# Electric Space Heater / Fireplace...



## NorPlan (Mar 17, 2015)

:help: The Space Heater is a Hampton Bay (HB Mokeno) a product from Home Depot.. It had been working fine for 3 months ,  work as Rated .. Then the ReSet a button started popping.. Hit the ReSet Button SH would work fine for a couple minutes then Pop again... What could be the problem ?? Or is there a way to Reset the Reset if you will.. Cheers Thanks Ideas & Advice Appreciated..


----------



## nealtw (Mar 17, 2015)

If it was a short you would expect it to kick right away, I would think you are looking a overheating problem. Is the fan coming on and is the free airflow to the intake.


----------



## slownsteady (Mar 17, 2015)

check for dust or debris.......................


----------



## NorPlan (Mar 18, 2015)

nealtw said:


> If it was a short you would expect it to kick right away, I would think you are looking a overheating problem. Is the fan coming on and is the free airflow to the intake.

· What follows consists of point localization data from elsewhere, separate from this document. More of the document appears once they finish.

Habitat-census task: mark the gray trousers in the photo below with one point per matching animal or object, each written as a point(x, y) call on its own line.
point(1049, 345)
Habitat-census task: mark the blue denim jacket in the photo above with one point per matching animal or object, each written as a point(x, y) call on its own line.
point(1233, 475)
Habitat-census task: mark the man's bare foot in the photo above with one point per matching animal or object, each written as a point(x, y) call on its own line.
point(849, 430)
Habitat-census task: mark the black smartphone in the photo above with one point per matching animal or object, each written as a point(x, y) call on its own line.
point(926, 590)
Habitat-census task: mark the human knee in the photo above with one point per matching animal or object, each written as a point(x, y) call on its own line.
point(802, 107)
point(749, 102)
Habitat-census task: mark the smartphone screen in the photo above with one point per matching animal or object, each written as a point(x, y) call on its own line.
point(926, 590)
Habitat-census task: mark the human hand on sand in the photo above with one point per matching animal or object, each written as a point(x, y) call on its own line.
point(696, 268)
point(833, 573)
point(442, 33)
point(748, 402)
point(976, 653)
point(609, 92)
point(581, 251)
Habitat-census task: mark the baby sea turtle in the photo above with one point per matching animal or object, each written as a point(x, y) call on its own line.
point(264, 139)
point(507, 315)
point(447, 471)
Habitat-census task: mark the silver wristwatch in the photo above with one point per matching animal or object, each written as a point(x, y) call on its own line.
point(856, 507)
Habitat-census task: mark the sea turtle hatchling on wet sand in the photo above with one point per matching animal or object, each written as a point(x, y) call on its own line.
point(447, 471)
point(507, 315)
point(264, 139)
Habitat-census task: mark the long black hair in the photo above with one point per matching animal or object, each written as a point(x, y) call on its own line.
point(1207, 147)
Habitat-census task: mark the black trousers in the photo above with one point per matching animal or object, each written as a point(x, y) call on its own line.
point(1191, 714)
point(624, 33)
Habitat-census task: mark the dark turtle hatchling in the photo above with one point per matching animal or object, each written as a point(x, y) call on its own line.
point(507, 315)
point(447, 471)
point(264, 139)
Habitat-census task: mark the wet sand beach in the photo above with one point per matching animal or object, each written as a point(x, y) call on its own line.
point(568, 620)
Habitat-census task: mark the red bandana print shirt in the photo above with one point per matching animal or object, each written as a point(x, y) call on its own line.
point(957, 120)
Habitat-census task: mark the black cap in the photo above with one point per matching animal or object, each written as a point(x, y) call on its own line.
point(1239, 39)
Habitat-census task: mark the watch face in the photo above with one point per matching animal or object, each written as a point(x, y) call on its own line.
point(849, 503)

:agree:  My Son checked for loose connections , a Fan within the Fan appeared to be ceased.. He cleaned & greased the Fan, says it was running like a Champ Flat Out for a couple minutes then Popped again... Apparently the Control Dial / Variable Speed Knob doesn't respond now.. (???). :hide: Beauty :help:


----------



## nealtw (Mar 18, 2015)

Has this thing got a remote control too.


----------